There have also been concerns about the Mount Chaambi area on the border with Algeria where al-Qaeda in the Islamic Maghreb has reportedly been helping a Tunisian group that has killed numerous soldiers.

Although the country has been more stable than others in the region, a disproportionately large number of Tunisian recruits – some 3 000, according to government estimates – have joined Islamic State (Isis) fighters in Syria and Iraq, triggering fears some will return to mount attacks back home.

The American embassy in Tunis was attacked in September 2012, seriously damaging the embassy grounds and an adjoining American school. Four assailants were killed. Overall, though, the violence that Tunisia has seen in recent years has been largely focused on security forces, not foreigners or tourist sites.

In 2013, two opposition figures were assassinated in Tunis and, in what is believed to be the first suicide bombing in Tunisia , a man walked off the beach in the resort town of Sousse and blew himself up in front of a seaside hotel. He was the only fatality.

Philip Stack, of British risk analyst Maplecroft, said of the Tunis events: “This attack is certain to have an effect on the tourism industry, which the authorities have worked hard to rebuild after the 2011 revolution. The principal targets of terrorism in Tunisia in the last couple of years have been the security forces. By targeting foreign tourists at a prestigious city centre site, the terrorists have changed their tactics and raised the stakes.”

The US secretary of state, John Kerry, said Washington condemned the attack and continued “to support the Tunisian government’s efforts to advance a secure, prosperous, and democratic Tunisia”.

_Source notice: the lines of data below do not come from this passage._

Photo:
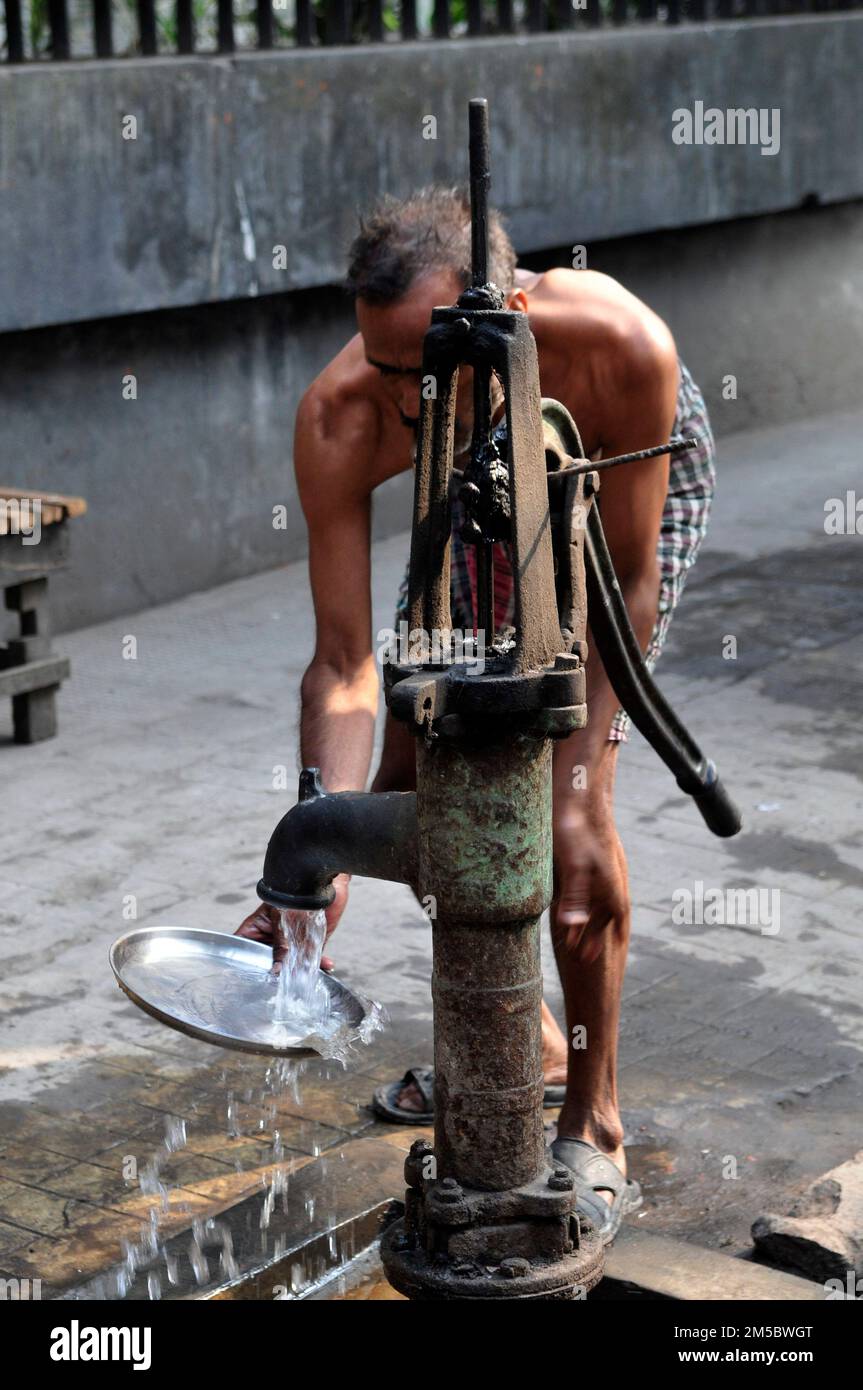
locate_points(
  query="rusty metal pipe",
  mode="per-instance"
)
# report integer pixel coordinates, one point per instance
(484, 820)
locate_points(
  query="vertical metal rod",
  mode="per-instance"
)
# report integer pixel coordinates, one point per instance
(264, 24)
(224, 25)
(185, 27)
(59, 21)
(409, 18)
(102, 28)
(14, 32)
(305, 24)
(480, 178)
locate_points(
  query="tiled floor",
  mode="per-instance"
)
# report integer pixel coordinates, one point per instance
(741, 1051)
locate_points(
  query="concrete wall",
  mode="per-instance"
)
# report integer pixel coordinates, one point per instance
(235, 156)
(182, 481)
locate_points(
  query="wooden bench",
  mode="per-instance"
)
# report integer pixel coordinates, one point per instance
(34, 545)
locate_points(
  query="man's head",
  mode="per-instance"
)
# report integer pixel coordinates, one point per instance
(409, 257)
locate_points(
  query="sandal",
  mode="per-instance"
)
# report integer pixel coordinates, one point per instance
(595, 1173)
(384, 1100)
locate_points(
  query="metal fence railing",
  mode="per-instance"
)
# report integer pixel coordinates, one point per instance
(57, 29)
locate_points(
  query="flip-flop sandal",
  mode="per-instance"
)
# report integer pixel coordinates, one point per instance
(384, 1100)
(594, 1172)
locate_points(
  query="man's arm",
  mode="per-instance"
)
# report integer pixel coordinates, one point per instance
(341, 687)
(591, 887)
(339, 691)
(631, 503)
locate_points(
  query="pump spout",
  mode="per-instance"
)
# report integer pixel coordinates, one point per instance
(331, 833)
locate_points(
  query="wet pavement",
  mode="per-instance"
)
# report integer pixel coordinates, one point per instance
(741, 1047)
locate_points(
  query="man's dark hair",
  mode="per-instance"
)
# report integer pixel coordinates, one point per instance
(399, 241)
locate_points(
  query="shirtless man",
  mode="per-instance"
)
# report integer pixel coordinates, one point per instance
(613, 363)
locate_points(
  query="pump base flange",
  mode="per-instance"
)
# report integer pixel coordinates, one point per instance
(432, 1279)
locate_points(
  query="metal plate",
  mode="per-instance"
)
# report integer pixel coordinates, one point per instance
(217, 987)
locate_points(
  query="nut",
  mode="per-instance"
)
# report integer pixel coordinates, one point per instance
(562, 1180)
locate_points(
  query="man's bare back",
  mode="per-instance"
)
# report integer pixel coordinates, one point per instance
(592, 338)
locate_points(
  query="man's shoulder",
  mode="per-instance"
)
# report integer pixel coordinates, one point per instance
(599, 314)
(342, 398)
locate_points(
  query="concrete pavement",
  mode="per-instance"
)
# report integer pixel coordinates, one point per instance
(741, 1047)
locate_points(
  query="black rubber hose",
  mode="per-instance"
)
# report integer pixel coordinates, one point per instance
(638, 694)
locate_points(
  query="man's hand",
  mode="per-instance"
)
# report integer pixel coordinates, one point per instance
(264, 925)
(591, 891)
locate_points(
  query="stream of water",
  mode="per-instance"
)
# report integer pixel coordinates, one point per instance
(293, 1000)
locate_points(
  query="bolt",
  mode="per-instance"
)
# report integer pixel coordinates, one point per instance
(448, 1191)
(560, 1180)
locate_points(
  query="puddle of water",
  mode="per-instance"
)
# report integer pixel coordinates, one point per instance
(296, 998)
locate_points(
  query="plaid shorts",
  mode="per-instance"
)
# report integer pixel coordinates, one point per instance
(684, 526)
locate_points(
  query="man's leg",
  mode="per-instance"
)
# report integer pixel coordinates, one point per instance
(398, 767)
(591, 951)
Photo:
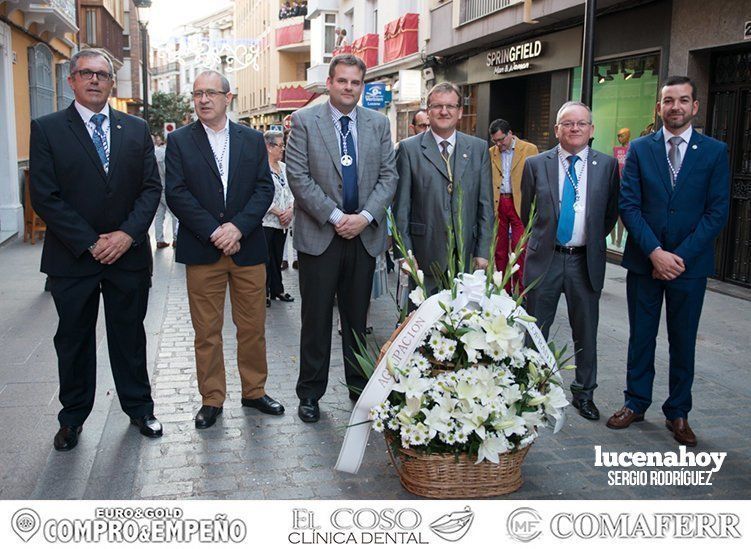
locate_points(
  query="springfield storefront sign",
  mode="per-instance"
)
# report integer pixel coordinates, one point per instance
(514, 58)
(551, 52)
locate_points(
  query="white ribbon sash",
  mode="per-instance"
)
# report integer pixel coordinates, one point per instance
(398, 354)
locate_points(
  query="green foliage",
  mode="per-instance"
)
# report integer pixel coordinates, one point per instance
(167, 107)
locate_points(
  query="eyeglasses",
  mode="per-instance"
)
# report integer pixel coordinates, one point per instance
(87, 74)
(580, 124)
(211, 94)
(439, 108)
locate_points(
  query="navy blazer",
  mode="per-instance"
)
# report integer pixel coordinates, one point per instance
(79, 201)
(685, 220)
(195, 193)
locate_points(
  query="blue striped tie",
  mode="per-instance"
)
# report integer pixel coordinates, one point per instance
(566, 218)
(100, 140)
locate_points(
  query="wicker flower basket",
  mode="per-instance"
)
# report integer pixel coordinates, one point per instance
(450, 476)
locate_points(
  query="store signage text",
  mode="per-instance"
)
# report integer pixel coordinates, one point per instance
(514, 58)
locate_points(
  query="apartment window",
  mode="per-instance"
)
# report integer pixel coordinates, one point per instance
(91, 26)
(329, 34)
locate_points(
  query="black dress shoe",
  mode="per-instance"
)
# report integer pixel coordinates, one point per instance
(308, 410)
(67, 437)
(265, 404)
(206, 416)
(148, 425)
(587, 409)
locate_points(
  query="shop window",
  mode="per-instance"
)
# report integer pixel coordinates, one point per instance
(624, 97)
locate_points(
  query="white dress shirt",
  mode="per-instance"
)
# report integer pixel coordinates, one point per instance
(336, 114)
(579, 235)
(86, 115)
(683, 147)
(219, 141)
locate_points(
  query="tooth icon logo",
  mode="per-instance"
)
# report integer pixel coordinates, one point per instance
(453, 526)
(25, 523)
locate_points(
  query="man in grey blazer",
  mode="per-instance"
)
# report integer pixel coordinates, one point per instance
(576, 192)
(340, 166)
(432, 167)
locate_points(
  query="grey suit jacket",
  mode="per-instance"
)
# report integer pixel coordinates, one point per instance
(540, 183)
(423, 207)
(315, 176)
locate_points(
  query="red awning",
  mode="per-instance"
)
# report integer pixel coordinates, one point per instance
(400, 37)
(292, 34)
(294, 97)
(366, 48)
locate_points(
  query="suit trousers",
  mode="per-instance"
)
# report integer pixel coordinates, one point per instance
(684, 298)
(508, 221)
(126, 295)
(345, 270)
(207, 288)
(568, 275)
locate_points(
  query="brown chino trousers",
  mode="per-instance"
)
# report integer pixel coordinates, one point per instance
(207, 287)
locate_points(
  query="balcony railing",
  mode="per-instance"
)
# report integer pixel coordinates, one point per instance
(54, 16)
(477, 9)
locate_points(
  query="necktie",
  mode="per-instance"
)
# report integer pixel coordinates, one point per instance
(566, 217)
(674, 155)
(100, 140)
(350, 199)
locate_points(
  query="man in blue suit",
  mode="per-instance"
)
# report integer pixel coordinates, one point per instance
(674, 200)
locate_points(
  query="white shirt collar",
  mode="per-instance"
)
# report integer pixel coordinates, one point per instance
(686, 135)
(438, 139)
(209, 130)
(86, 114)
(337, 114)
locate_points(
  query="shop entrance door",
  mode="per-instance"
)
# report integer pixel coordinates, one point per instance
(730, 122)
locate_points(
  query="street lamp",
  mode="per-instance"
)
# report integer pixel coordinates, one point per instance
(144, 7)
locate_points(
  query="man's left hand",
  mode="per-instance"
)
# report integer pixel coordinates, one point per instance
(226, 237)
(481, 263)
(351, 225)
(115, 244)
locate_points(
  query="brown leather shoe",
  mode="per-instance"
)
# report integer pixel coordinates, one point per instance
(681, 431)
(623, 418)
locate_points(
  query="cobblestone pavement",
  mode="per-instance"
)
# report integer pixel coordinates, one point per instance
(248, 455)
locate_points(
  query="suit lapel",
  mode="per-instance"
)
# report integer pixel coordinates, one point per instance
(202, 142)
(693, 150)
(328, 136)
(661, 159)
(551, 168)
(75, 122)
(236, 144)
(116, 140)
(431, 152)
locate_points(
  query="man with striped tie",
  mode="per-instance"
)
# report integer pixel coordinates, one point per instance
(575, 189)
(94, 181)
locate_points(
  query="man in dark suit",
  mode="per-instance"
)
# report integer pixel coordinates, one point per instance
(674, 202)
(432, 166)
(219, 186)
(94, 181)
(576, 192)
(340, 166)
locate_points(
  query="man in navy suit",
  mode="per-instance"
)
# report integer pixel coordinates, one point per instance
(219, 186)
(675, 192)
(94, 181)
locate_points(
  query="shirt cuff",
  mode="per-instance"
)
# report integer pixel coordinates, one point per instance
(366, 215)
(336, 216)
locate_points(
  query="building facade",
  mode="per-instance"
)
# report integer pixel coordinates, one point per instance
(37, 40)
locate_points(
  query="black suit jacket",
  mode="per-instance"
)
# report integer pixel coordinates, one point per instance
(195, 193)
(79, 201)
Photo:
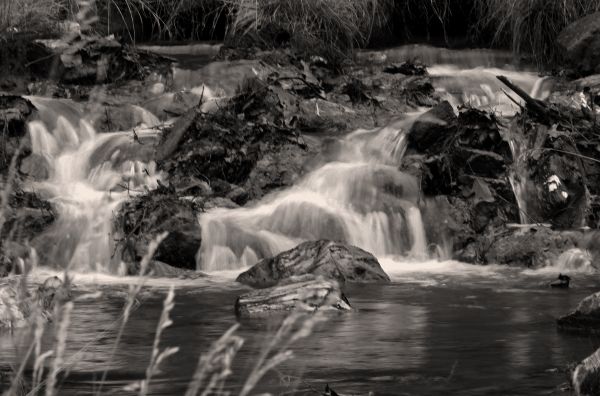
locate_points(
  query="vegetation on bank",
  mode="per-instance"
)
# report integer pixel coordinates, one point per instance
(327, 27)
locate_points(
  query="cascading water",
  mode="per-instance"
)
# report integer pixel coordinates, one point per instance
(90, 175)
(360, 197)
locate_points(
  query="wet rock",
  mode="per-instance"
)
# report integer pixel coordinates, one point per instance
(484, 163)
(225, 150)
(159, 269)
(297, 293)
(146, 216)
(562, 282)
(532, 247)
(333, 260)
(406, 68)
(585, 318)
(18, 305)
(432, 127)
(581, 43)
(35, 167)
(586, 376)
(15, 111)
(26, 217)
(556, 190)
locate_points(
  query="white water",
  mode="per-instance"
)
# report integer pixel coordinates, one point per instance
(89, 179)
(359, 196)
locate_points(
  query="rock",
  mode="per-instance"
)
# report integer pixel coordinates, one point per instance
(333, 260)
(36, 167)
(585, 319)
(302, 293)
(586, 376)
(17, 305)
(227, 151)
(562, 282)
(531, 247)
(581, 43)
(146, 216)
(159, 269)
(484, 163)
(406, 68)
(431, 127)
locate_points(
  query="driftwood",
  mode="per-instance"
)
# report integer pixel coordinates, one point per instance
(536, 106)
(303, 293)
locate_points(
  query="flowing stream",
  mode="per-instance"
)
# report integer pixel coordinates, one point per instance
(440, 327)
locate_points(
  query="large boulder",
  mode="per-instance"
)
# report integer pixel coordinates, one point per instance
(586, 317)
(18, 306)
(333, 260)
(586, 376)
(302, 293)
(581, 43)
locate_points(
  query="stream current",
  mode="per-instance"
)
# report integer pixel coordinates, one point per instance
(439, 327)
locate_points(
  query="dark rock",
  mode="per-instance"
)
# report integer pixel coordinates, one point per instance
(159, 269)
(581, 43)
(144, 217)
(586, 317)
(35, 167)
(17, 305)
(484, 163)
(432, 127)
(531, 247)
(586, 376)
(562, 282)
(298, 293)
(406, 68)
(227, 151)
(333, 260)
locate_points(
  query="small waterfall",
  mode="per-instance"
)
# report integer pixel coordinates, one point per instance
(361, 198)
(90, 175)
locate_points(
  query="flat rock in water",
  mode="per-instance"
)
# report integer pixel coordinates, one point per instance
(333, 260)
(586, 317)
(586, 376)
(303, 293)
(431, 127)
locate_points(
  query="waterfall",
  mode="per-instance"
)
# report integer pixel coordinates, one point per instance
(90, 176)
(360, 197)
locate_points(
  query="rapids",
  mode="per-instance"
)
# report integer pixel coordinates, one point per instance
(358, 195)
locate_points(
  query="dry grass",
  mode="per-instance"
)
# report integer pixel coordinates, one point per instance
(330, 28)
(40, 16)
(531, 26)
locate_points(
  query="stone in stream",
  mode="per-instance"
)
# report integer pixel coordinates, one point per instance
(297, 293)
(333, 260)
(17, 306)
(586, 317)
(140, 219)
(581, 43)
(586, 376)
(432, 127)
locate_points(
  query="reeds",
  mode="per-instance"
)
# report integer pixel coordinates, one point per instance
(531, 27)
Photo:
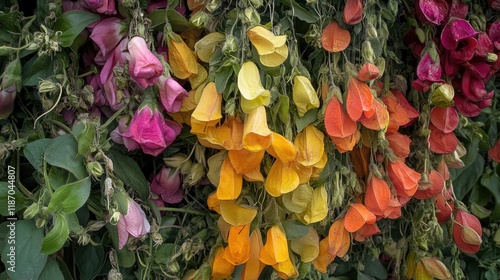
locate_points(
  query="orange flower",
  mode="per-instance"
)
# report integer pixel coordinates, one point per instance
(276, 248)
(181, 59)
(256, 134)
(238, 248)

It was not immediately clear who was behind the attack.

The EU’s foreign policy chief, Federica Mogherini, blamed Isis, saying in a statement: “With the attack that has struck Tunis today, the Daesh [Isis’s Arabic acronym] terrorist organisation is once again targeting the countries and peoples of the Mediterranean region.

“This strengthens our determination to cooperate more closely with our partners to confront the terrorist threat. The EU is determined to mobilise all the tools it has to fully support Tunisia in the fight against terrorism and reforming the security sector.”